On September 28, 2022, the FDA issued the long anticipated final Clinical Decision Support Software Guidance (CDS Guidance), which replaces the revised draft guidance document from 2019. The CDS Guidance interprets the “medical software” carve-out of the 21st Century Cures Act (2016) as it pertains to Clinical Decision Support (CDS) software functions. Specifically, the guidance interprets the Cures Act’s four criteria for exclusion of CDS software functions from FDA’s medical device jurisdiction (so-called “Non-Device CDS”). You can find our preliminary blog post on the release of this guidance here, and our blog posts on the draft CDS guidances here and here.
The final CDS Guidance represents a marked change in approach from prior drafts and foreseeably will result in the regulation of many types of CDS that were previously considered to be Non-Device CDS or low-risk Device CDS under enforcement discretion. The final guidance therefore may have significant implications for a wide range of stakeholders, including not only software developers but also health care providers, hospitals, patients and payors.

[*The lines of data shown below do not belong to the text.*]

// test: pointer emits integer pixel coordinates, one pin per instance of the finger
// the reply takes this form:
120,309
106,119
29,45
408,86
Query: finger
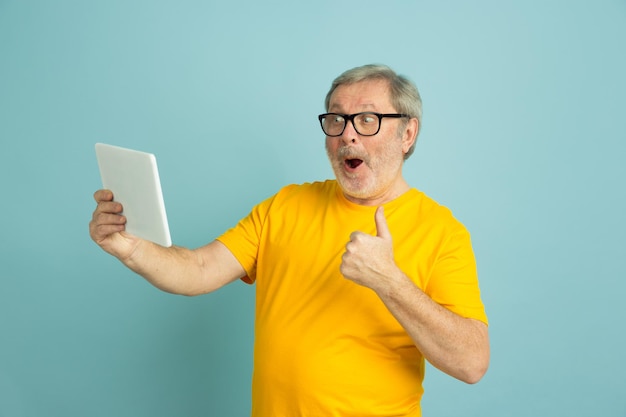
109,207
382,230
103,195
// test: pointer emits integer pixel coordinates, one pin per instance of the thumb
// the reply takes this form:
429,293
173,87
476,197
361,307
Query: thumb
382,230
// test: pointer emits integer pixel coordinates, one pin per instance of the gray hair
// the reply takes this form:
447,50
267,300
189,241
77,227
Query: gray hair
404,94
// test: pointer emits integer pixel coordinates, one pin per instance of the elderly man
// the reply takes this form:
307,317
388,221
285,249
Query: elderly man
359,280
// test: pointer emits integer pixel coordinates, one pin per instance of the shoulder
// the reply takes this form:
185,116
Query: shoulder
306,192
430,213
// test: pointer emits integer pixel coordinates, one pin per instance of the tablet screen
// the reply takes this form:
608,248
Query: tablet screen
133,177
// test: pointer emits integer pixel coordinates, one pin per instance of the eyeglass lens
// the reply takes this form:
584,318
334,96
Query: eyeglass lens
365,124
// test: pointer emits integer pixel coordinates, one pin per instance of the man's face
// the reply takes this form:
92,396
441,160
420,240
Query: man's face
368,168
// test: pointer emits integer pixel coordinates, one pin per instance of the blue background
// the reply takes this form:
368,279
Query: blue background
523,137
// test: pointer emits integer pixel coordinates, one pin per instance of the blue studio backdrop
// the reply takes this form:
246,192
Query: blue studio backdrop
523,138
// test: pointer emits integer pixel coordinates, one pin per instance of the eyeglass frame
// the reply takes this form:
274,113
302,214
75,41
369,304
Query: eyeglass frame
350,118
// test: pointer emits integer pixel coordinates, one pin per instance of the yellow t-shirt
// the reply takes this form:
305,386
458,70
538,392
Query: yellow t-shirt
325,346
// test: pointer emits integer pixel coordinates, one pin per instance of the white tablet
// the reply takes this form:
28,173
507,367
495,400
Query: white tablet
133,178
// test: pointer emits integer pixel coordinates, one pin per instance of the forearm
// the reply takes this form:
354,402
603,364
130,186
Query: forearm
456,345
174,269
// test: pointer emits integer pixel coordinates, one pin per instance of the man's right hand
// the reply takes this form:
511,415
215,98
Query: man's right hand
108,227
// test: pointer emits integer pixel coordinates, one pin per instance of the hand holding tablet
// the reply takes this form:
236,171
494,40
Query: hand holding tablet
133,177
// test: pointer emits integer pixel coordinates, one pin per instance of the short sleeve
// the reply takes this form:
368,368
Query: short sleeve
454,279
244,239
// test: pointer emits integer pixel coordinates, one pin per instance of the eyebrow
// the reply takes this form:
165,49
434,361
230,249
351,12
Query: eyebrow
367,107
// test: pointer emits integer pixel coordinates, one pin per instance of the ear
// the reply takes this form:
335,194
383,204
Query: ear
410,134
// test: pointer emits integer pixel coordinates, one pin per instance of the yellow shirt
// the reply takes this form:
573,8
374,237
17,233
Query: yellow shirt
325,346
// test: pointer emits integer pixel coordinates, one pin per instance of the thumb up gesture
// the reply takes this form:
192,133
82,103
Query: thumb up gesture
368,260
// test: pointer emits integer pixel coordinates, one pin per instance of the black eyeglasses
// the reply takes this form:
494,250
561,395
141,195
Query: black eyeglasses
365,124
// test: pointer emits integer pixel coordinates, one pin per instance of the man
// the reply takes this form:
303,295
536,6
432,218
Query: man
359,279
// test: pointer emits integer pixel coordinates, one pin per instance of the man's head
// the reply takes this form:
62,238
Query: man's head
370,131
404,95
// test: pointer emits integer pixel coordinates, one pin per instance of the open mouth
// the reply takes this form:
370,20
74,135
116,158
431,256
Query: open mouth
353,163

Interpretation of Statutory Criteria Under the Final Guidance
The CDS Guidance interprets the Cures Act’s definition of “medical software” that is excluded from the statutory “device” definition, as it relates to CDS software. As a refresher, the Cures Act established the following four criteria for Non-Device CDS software:
- Criterion 1: Non-Device CDS software functions do not acquire, process, or analyze medical images, signals from an in vitro diagnostic (IVD) device, or patterns or signals from a signal acquisition system.
- Criterion 2: Non-Device CDS software functions display, analyze or print medical information about a patient or other medical information.
- Criterion 3: Non-Device CDS software functions are intended for the purpose of supporting or providing recommendations about a patient’s care to a health care professional (HCP) user.
- Criterion 4: Non-Device CDS software functions provide sufficient information about the basis for the recommendations to the HCP user, so that the HCP user does not rely primarily on any of the recommendations to make a clinical decision about an individual patient.
Criterion 1: The first criterion describes the type of data inputs that are not permissible for Non-Device CDS (inputs that would render CDS software ineligible for the statutory medical software exclusion). While the final guidance includes the same definition of “signal” as that used in the draft guidance—i.e., signals that typically require the use of either an IVD or a signal acquisition system—it revises the definition for “medical image” and provides a definition for “pattern” for the first time. As newly defined, the terms “medical image” and “pattern” would appear to narrow the scope of Non-Device CDS.
“Medical image” is defined as including “those images generated by the use of medical imaging systems to view any parts of the body or images acquired for a medical purpose,” even if the images were not “originally acquired for a medical purpose but are being processed or analyzed for a medical purpose.” FDA interprets the term “pattern” to mean “multiple, sequential, or repeated measurements of a signal or from a signal acquisition system.” As these definitions were not proposed in the draft guidance, stakeholders have not previously had an opportunity to weigh in on the impact of these changes. Furthermore, the examples of software functions that fail Criterion 1 that are included in the final guidance do little to illustrate the application of these new definitions in practice, as the examples are limited to software products that have been regulated as medical devices for years.
Criterion 2: The second criterion describes the type of data inputs that are permissible for use in Non-Device CDS. Here again, FDA’s novel interpretation of statutory terms effectively narrows the scope of information that a software product can display, analyze, or print and still be considered Non-Device CDS. FDA gives no rationale for interpreting the apparently broad statutory term “medical information” in such a restrictive manner.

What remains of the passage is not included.